Desde a demissão de Dorival Júnior, inúmeras narrativas foram criadas de que o técnico havia “atingido o teto” e o Flamengo precisava de mais. O mais? Vitor Pereira e, depois, Jorge Sampaoli. Passados dez meses, o Flamengo foi humilhantemente eliminado da Libertadores, humilhantemente derrotado na final do Carioca, repetidas vezes humilhado no Brasileirão e, mais recentemente, derrotado pelo São Paulo de Dorival Júnior na final da Copa do Brasil, em pleno Maracanã, dando apenas um chute no gol.
Se você acreditou na narrativa mentirosa vendida, tenho duas coisas para te dizer: meus pêsames e bem-vindo à realidade.
O Flamengo recente se tornou uma máquina de desmascarar técnicos. Longe de mim cair na dicotomia de que o jogo funcional é bom e o posicional ruim. A questão na verdade é mais simples que isso: se você tem um elenco com característica X, a proposta do treinador deve estar alinhada com essas características.
Se você tem um time com um volante de chegada, com bom passe e habilidade, limitá-lo à ponta esquerda para cruzar ou tocar para trás não funciona. Se você tem um segundo atacante nato, capaz de tabelar, fazer um facão de primeira, explorar os espaços, mas sem velocidade nem drible, colocá-lo como ponta fixo não vai funcionar. E por aí vai.

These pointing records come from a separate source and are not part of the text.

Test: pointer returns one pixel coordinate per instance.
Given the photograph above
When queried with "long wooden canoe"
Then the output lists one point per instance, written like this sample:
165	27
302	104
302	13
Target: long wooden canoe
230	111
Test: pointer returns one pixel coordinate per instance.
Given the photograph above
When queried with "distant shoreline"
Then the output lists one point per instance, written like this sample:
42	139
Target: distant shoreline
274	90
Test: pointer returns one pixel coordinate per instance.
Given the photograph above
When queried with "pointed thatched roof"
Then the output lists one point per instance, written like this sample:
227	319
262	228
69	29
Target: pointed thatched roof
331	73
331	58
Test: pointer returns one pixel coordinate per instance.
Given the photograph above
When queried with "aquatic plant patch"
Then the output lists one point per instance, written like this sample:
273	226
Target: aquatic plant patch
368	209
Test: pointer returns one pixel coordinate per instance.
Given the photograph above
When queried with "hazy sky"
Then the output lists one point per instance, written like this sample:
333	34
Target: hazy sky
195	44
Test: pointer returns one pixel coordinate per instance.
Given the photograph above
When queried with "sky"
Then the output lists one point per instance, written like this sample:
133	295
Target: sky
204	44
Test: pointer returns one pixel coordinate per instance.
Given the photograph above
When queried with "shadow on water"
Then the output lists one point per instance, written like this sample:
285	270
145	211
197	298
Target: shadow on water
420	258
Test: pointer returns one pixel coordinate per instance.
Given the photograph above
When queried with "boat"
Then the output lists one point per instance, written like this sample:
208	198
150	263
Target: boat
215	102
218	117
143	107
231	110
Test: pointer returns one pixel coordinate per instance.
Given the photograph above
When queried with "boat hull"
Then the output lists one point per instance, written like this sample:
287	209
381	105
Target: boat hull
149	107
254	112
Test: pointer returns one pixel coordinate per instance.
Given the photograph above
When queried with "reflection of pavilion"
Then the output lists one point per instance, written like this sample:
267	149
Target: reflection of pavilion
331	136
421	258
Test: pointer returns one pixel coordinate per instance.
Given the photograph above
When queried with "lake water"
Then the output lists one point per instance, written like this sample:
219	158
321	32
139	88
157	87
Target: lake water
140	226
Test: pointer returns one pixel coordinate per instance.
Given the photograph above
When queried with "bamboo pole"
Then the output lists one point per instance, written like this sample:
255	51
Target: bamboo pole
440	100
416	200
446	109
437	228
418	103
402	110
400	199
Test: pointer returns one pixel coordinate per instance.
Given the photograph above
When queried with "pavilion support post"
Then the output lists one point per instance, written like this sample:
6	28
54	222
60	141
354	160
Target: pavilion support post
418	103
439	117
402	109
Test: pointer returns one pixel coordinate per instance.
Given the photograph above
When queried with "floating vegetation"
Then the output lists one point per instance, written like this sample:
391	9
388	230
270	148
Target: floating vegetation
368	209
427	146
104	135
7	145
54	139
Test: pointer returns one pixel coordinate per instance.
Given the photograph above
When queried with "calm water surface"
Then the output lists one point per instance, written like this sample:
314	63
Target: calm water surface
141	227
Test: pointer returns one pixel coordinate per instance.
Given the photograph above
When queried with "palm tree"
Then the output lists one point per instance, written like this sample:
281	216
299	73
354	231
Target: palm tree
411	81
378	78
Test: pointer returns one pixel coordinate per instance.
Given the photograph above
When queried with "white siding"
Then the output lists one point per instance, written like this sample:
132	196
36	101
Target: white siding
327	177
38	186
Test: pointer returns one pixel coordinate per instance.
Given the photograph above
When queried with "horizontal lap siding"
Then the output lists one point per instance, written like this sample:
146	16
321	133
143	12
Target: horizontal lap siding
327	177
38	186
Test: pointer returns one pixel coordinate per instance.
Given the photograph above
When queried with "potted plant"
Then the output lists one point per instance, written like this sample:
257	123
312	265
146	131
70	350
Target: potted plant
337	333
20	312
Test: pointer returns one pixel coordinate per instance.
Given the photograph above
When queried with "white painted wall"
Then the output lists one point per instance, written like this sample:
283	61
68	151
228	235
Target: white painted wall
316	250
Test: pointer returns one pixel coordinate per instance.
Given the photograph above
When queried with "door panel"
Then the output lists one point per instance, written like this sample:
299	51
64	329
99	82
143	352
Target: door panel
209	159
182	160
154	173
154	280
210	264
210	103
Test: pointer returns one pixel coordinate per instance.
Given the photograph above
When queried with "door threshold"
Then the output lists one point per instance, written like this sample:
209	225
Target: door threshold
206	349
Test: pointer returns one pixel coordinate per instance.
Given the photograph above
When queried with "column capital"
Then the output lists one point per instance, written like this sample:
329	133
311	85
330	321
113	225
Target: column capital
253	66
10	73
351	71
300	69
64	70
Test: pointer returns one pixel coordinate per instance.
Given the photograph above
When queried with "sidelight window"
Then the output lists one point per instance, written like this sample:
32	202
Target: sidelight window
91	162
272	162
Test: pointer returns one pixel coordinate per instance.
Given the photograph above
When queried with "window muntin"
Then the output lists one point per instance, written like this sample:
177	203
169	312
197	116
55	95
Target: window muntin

Se Dorival Júnior armou um Flamengo praticamente imbatível por construir um time capaz de potencializar todas as características de seus craques e ocultar suas limitações (como Thiago Maia, que auxiliava na marcação, cobria espaços e subidas, mas não fazia a saída de bola nem a construção), Vitor e Sampaoli chegaram com suas fórmulas de bolo prontas e tentaram encaixar os craques nelas sem analisar o básico sobre suas características.
A derrota no jogo de ida e a provável perda da Copa do Brasil não são só merecidas para o Flamengo, como são mais uma lição de o que funciona com esse elenco e o que não funciona. O Flamengo, como clube, tem duas opções: continuar apostando em treinadores de fórmulas prontas, o que exigirá uma reformulação total do elenco, incluindo a dispensa de ídolos como Gabigol, Pedro, Arrascaeta e Everton Ribeiro, ou entender que tipo de projeto futebolístico funciona com esse elenco. O mais fácil, obviamente, é escolher um bom técnico.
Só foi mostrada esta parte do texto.